Mixed strategy Nash equilibrium

Meni_Rosenfeld

60 Mixed strategy Nash equilibrium

16th Oct 2010

5 min read

60

Inspired by: Swords and Armor: A Game Theory Thought Experiment

Recently, nick012000 has posted Swords and Armor: A Game Theory Thought Experiment. I was disappointed to see many confused replies to this post, even after a complete solution was given by Steve_Rayhawk. I thought someone really ought to post an explanation about mixed strategy Nash equilibria. Then I figured that that someone may as well be me.

I will assume readers are familiar with the concepts of a game (a setting with several players, each having a choice of strategies to take and a payoff which depends on the strategies taken by all players) and of a Nash equilibrium (an "optimal" assignment of strategies such that, if everyone plays their assigned strategy, no player will have a reason to switch to a different strategy). Some games, like the famous prisoner's dilemma, have a Nash equilibrium in so-called "pure strategies" (as opposed to mixed strategies, to be introduced later). Consider, however, the following variant of the matching pennies game:

Player 1 is a general leading an attacking army, and player 2 is the general of the defending army. The attacker can attack from the east or west, and the defender can concentrate his defenses on the east or west. By the time each side learns the strategy of its enemy, it is too late to switch strategies. Attacking where the defenses aren't concentrated gives a great advantage; additionally, due to unspecified tactical circumstances, attacking from the east gives a slight advantage. The sides have no interest in cooperating, so this is a zero-sum game (what one side wins, the other loses).

This elaborate description can be summarized in the following payoff matrix (these payoffs are for the attacker; the defender's payoffs are their negatives):

	2: East	2: West
1: East	-1	2
1: West	1	-2

What strategy should each side play? The attacker can think, "Overall, going east is advantageous. So I'll go east." The defender, anticipating this, might say, "Surely they will go east, so that's where I'll wait for them." But after some deliberation, the attacker will realize this, and say "They will expect me from the east! I'll surprise them and go west." You can see where this is going - the defender will think "they'll try to be smart and go west; I'll be smarter and be ready for them", the attacker will think "I was right the first time, east is the way to go" and so on, ad infinitum.

Indeed, looking at the table does not reveal any obvious Nash equilibrium. Every assignment of strategies, represented as a square in the table, will leave one side preferring the alternative. So, are the sides deadlocked in an infinite recursion of trying to outsmart each other? No. They have the option of choosing a strategy randomly.

Suppose the attacker decides to toss a coin, and go east if it lands heads, and west for tails. Suppose also that the defender, with his mastery of psychology, manages to accurately predict the attacker's bizarre behavior. What can he do with this knowledge? He cannot predict the outcome of a coin toss, so he makes do with calculating the expected outcome for each of his (the defender's) strategies.

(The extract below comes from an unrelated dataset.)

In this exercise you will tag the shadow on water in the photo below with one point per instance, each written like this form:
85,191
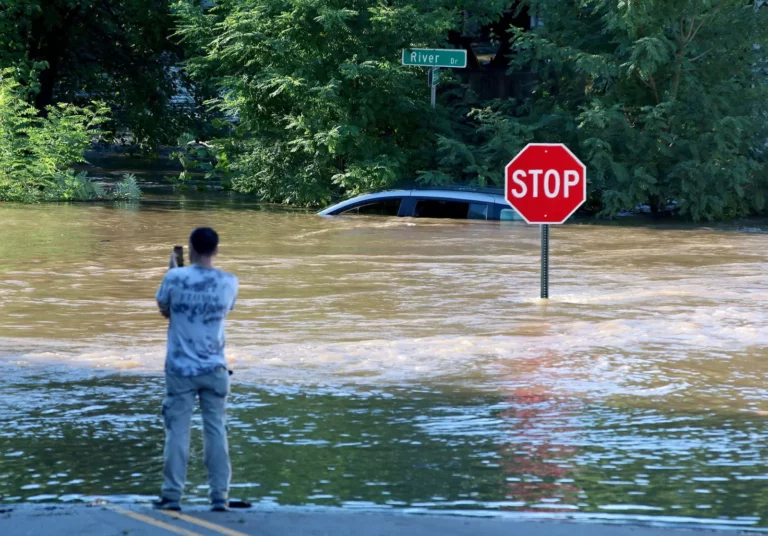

And it can be easily seen that no matter what the defender does, the expectation is 0.

Similarly, suppose the defender consults his preferred (P)RNG so that he defends east with probability 2/3, west with probability 1/3, and suppose that the attacker anticipates this. Again, either of the attacker's strategies will give an expected gain of 0.

This randomized behavior, which is a combination of strategies from which one is randomly chosen with specified probabilities, is called a "mixed strategy". They are typically denoted as a vector listing the probability for choosing each pure strategy, so the defender's suggested strategy is (2/3, 1/3).

What we have seen here, is that by a clever choice of mixed strategy, each side can make sure they cannot be outsmarted! By constraining ourselves to rely on randomness for deciding on an action, we denied our opponent the ability to predict it and counter it. If yourself you don't know what you'll do, there's no way your opponent will know. We conclude that sometimes, acting randomly is the rational action to take.

As we've seen, for each player we have that if he uses his suggested mixed strategy, then it doesn't matter what the other player will do. The corollary is that if the attacker plays (1/2, 1/2) and the defender plays (2/3, 1/3), then no player will have a reason to switch to a different strategy - this is a Nash equilibrium!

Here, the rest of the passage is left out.